My grocery budget is too skinny to allow for indulgences such as that, and as with everything in life, I learned it the hard way. Next month (because I am committed to try this plan for several months. The kids are going to love that news -bwahahahaha) I will not allow for that to happen.
Tomorrow I will share with you how today's weekly shopping went, how much I spent, and what I learned this week with my self imposed food stamp budget.
Ah, Cloudcroft. It really is like heaven so close by.

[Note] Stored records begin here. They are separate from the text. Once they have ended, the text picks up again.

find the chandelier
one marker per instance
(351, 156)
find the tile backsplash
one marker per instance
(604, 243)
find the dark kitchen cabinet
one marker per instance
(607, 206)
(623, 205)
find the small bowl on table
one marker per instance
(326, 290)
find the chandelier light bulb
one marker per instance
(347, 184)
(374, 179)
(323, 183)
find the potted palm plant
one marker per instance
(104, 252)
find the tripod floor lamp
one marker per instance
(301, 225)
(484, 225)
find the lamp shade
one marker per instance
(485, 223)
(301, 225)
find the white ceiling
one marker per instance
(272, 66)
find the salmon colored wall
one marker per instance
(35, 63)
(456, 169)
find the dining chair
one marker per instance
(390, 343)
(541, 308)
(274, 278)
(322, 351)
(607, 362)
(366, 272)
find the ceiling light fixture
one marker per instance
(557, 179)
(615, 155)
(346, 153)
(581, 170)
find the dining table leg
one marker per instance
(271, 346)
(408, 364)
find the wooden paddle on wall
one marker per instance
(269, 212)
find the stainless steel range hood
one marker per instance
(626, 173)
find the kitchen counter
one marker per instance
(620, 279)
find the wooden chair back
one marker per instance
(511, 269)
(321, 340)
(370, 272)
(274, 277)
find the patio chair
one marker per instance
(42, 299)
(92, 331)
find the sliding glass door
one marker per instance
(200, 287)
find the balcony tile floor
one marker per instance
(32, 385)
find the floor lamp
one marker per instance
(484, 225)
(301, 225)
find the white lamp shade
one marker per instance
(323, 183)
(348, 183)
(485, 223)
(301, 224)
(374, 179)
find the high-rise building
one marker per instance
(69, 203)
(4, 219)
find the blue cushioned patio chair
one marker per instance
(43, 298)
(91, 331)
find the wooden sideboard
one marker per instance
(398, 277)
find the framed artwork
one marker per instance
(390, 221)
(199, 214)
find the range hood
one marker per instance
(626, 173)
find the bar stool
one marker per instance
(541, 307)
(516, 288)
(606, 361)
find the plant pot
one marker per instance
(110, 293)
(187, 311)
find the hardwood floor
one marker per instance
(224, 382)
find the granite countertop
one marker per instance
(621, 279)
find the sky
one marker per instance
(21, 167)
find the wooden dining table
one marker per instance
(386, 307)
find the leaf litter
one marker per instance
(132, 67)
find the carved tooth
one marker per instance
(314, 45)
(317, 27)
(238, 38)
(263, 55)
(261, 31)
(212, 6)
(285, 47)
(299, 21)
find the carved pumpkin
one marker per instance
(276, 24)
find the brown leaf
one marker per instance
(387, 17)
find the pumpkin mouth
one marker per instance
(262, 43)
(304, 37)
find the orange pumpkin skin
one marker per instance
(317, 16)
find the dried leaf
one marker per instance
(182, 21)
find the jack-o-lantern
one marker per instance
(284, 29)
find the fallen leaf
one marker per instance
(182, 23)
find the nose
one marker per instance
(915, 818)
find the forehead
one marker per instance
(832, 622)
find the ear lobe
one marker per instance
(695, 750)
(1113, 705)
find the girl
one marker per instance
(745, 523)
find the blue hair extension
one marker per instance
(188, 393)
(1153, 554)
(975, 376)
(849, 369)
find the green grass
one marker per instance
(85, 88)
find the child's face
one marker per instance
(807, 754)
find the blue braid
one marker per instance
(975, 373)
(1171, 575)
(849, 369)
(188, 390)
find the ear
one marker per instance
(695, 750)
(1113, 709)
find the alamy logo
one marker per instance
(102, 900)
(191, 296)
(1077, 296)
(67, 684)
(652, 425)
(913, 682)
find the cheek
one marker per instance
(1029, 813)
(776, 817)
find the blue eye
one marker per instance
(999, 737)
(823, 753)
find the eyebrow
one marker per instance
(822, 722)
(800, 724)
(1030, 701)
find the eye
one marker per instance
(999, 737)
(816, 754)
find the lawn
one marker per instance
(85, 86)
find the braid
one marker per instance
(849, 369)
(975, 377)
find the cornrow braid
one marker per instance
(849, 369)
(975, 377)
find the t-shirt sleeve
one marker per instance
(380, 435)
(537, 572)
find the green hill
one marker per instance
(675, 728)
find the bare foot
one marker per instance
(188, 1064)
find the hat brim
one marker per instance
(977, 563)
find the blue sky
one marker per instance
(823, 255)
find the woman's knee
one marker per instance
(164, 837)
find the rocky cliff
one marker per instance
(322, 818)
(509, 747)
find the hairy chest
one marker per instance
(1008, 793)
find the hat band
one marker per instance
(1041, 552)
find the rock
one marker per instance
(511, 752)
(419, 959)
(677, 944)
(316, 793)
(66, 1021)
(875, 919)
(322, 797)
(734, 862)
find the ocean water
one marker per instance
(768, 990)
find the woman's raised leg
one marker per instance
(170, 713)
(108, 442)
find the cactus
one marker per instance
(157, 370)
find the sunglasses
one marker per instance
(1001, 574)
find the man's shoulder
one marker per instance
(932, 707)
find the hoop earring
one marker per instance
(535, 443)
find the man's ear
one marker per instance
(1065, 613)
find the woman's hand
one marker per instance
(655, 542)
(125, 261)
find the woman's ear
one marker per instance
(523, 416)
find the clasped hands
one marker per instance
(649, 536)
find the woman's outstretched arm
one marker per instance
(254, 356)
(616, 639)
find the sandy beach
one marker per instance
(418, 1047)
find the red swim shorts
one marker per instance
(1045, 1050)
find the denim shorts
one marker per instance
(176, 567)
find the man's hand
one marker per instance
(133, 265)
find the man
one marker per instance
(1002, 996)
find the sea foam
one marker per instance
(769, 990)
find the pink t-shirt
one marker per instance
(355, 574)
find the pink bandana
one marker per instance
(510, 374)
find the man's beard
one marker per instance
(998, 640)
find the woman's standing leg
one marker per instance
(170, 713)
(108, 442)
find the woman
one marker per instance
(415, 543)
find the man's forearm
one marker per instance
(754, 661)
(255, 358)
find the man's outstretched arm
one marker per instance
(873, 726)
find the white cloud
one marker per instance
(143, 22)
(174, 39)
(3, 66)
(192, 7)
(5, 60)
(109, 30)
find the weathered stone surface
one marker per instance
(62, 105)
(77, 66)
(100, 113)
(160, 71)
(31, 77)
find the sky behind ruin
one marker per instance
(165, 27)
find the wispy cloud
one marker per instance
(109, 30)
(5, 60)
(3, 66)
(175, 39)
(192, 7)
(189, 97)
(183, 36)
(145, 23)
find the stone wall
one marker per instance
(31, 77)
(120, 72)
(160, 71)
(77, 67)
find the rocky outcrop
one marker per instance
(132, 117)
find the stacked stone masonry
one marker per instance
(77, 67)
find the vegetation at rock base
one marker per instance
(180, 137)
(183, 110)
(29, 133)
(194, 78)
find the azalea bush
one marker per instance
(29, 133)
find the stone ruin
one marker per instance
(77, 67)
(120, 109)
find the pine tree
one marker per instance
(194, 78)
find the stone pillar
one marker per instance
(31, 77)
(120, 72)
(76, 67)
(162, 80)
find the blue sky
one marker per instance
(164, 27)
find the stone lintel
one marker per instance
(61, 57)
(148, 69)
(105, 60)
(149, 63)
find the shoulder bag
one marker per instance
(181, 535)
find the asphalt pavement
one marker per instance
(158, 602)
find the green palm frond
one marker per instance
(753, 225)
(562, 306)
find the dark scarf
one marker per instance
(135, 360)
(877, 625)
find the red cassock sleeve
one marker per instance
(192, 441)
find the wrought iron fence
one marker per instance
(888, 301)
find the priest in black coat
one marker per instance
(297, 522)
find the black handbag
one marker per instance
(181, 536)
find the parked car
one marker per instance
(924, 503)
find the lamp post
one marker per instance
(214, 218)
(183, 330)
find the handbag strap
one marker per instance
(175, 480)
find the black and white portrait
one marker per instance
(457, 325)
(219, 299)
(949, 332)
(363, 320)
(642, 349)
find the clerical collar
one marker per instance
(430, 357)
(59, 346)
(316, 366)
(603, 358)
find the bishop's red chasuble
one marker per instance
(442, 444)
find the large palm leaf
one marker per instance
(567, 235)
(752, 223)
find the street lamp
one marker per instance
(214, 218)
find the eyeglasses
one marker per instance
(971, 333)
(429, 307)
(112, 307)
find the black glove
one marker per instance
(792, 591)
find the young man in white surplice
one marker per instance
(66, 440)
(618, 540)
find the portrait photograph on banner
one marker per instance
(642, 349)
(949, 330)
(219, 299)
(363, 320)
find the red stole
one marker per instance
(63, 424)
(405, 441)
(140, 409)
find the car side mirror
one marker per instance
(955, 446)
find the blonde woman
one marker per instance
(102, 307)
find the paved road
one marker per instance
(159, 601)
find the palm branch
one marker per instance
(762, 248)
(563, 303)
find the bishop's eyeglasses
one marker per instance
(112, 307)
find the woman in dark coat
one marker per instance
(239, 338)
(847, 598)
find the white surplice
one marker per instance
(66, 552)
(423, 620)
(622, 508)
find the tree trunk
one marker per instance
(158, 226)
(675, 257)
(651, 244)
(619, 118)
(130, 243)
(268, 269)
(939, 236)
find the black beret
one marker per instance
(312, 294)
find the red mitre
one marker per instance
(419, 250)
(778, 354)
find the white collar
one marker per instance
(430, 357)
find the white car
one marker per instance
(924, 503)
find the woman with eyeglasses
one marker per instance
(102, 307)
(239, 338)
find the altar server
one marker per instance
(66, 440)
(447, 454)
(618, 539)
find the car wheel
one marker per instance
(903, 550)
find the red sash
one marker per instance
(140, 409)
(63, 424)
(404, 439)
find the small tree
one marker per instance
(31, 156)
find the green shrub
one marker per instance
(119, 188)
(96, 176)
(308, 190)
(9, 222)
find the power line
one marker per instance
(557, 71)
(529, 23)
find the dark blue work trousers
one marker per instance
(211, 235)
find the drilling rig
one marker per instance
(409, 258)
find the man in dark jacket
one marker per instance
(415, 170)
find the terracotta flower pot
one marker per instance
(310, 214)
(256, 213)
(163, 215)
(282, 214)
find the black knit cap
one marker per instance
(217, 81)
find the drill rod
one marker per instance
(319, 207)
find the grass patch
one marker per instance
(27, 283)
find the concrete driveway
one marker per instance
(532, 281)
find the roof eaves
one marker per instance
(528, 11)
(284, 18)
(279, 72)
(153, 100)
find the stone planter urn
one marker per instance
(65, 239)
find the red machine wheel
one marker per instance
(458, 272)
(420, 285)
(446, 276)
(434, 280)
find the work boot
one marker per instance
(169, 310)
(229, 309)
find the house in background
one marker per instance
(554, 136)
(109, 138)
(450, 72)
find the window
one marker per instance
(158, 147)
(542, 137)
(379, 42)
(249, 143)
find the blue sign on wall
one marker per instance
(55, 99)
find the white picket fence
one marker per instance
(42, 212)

ReplyDeleteHopefully the kids will get on-board... have you tried having a family meeting to let everyone discuss their views and to fully explain why you are doing the food experiment? Maybe if you could find one small compromise for each of them, and if you can get everyone to agree with everything on paper, then they will be less likely to revolt? Just a thought, as that has worked well for us when trying to make changes in our household...
We have been talking about it more and more. The kids are okay with most of the changes I am making now that we have talked about it over and over again. I think that they are just realizing that snacks, right now anyway, are not as easy to consume than the ones they are used to. You actually have to put peanut butter on the piece of celery or you have to actually peel the carrot, etc...they are used to just sticking their hand in a box or a bag and then eating whatever comes out.
DeleteThat makes sense. I had to make a rule that the only option for snacks are fruits/veggies. Otherwise, my kids would tend to eat too many snacks and not eat as well at mealtimes.